Data-oriented Metrics

These metrics evaluate prediction accuracy directly in data space (plus one training-efficiency metric).

We follow the notation in our paper: let \(\{\mathbf{y}_k\}_{k=1}^K\) be ground-truth samples and \(\{\hat{\mathbf{y}}_k\}_{k=1}^K\) be model predictions. Each sample is indexed by time \(t=1,\ldots,T\) and spatial grid points \(\{\mathbf{x}_i\}_{i=1}^I\).

RMSE (Root Mean Square Error)

\[ \mathrm{RMSE} = \sqrt{\frac{1}{KTI}\sum_{k=1}^{K}\sum_{t=1}^{T}\sum_{i=1}^{I}\left\|\mathbf{y}_k(t,\mathbf{x}_i) - \hat{\mathbf{y}}_k(t,\mathbf{x}_i)\right\|_2^2} \]

Measures average prediction error magnitude.

Better: lower is better (0 is perfect).

MAE (Mean Absolute Error)

\[ \mathrm{MAE} = \frac{1}{KTI}\sum_{k=1}^{K}\sum_{t=1}^{T}\sum_{i=1}^{I}\left\|\mathbf{y}_k(t,\mathbf{x}_i) - \hat{\mathbf{y}}_k(t,\mathbf{x}_i)\right\|_1 \]

Measures mean absolute deviation (less sensitive to outliers than RMSE).

Better: lower is better (0 is perfect).

Relative \(L_2\) Error

\[ \mathrm{Rel}\ L_2 = \frac{1}{K}\sum_{k=1}^{K}\frac{\|\mathbf{y}_k - \hat{\mathbf{y}}_k\|_2}{\|\mathbf{y}_k\|_2} \]

Scale-independent normalized error.

Better: lower is better (0 is perfect).

\(R^2\) (Coefficient of Determination)

\[ R^2 = 1 - \frac{\sum_{k} (\mathbf{y}_k - \hat{\mathbf{y}}_k)^2}{\sum_{k} (\mathbf{y}_k - \bar{\mathbf{y}})^2} \]

where \(\bar{\mathbf{y}} = \sum_k \mathbf{y}_k / K\).

Goodness-of-fit measure (\(1.0\) = perfect fit).

Better: higher is better (1 is perfect).

Update Ratio (Training Efficiency)

\[ \mathrm{Update\ Ratio} = \frac{N_1}{N_2} \]

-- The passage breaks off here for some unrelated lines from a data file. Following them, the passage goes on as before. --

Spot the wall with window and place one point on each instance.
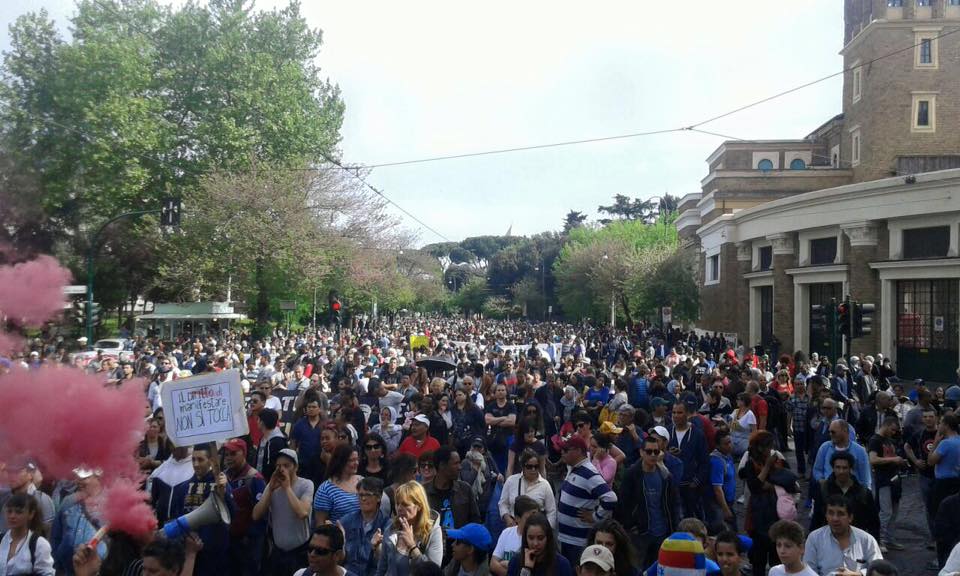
(933, 236)
(906, 100)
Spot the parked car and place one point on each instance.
(114, 347)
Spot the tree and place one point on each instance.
(144, 101)
(672, 283)
(272, 234)
(669, 204)
(625, 208)
(598, 265)
(572, 220)
(472, 296)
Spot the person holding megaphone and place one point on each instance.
(287, 502)
(207, 509)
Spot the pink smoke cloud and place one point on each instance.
(9, 342)
(64, 418)
(32, 291)
(124, 508)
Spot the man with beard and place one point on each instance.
(245, 486)
(212, 559)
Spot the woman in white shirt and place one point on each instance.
(528, 482)
(23, 549)
(742, 424)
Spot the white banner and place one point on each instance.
(204, 408)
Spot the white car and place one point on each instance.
(113, 347)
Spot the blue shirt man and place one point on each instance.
(362, 526)
(840, 439)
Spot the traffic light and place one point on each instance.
(94, 313)
(170, 212)
(843, 317)
(863, 319)
(818, 319)
(335, 308)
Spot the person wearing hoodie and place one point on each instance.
(76, 521)
(212, 559)
(414, 536)
(272, 442)
(388, 428)
(168, 484)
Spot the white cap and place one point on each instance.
(421, 418)
(599, 555)
(661, 432)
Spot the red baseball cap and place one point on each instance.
(574, 442)
(235, 445)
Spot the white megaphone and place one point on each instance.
(212, 511)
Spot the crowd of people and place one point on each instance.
(513, 449)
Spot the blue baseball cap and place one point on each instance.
(475, 534)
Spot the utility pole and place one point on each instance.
(613, 308)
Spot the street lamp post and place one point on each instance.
(91, 257)
(613, 301)
(543, 285)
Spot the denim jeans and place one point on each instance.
(926, 490)
(888, 503)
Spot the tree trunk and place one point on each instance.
(626, 309)
(262, 309)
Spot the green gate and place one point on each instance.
(927, 329)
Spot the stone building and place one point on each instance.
(866, 205)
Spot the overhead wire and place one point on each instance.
(687, 128)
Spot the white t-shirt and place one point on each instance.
(781, 570)
(508, 544)
(273, 403)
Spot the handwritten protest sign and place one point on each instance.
(419, 342)
(204, 408)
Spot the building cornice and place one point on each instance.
(877, 24)
(760, 274)
(808, 172)
(933, 263)
(816, 269)
(860, 190)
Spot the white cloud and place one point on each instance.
(425, 78)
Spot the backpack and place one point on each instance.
(31, 544)
(786, 504)
(775, 413)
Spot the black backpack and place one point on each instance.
(32, 544)
(776, 417)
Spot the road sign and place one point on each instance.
(667, 314)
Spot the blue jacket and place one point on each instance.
(822, 469)
(356, 541)
(693, 454)
(639, 396)
(71, 528)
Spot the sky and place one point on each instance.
(434, 78)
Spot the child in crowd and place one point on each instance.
(789, 538)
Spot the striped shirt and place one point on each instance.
(583, 489)
(336, 502)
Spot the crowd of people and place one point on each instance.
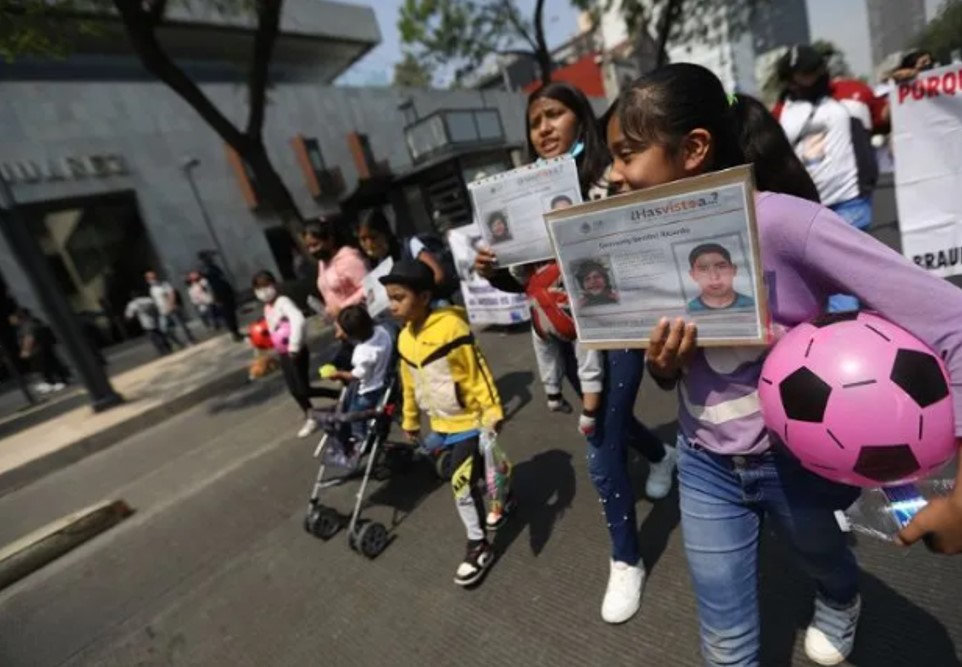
(814, 181)
(815, 174)
(160, 312)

Measures the relative efficiency of simulated pretraining with real-world finetuning versus real-world training from scratch.

Let \(\mathrm{RMSE}_0\) denote the best RMSE achieved with real-world training. Define \(N_1\) and \(N_2\) as the number of finetuning updates and training updates required to reach \(\mathrm{RMSE}_0\), respectively. The metric is then given by \(N_1/N_2\).

Better: lower is better. Values \(< 1\) indicate pretraining reduces the number of updates needed to match real-world training.

Note: Update Ratio is only reported for the Real-world finetuning setting (simulated pretraining → real-world finetuning).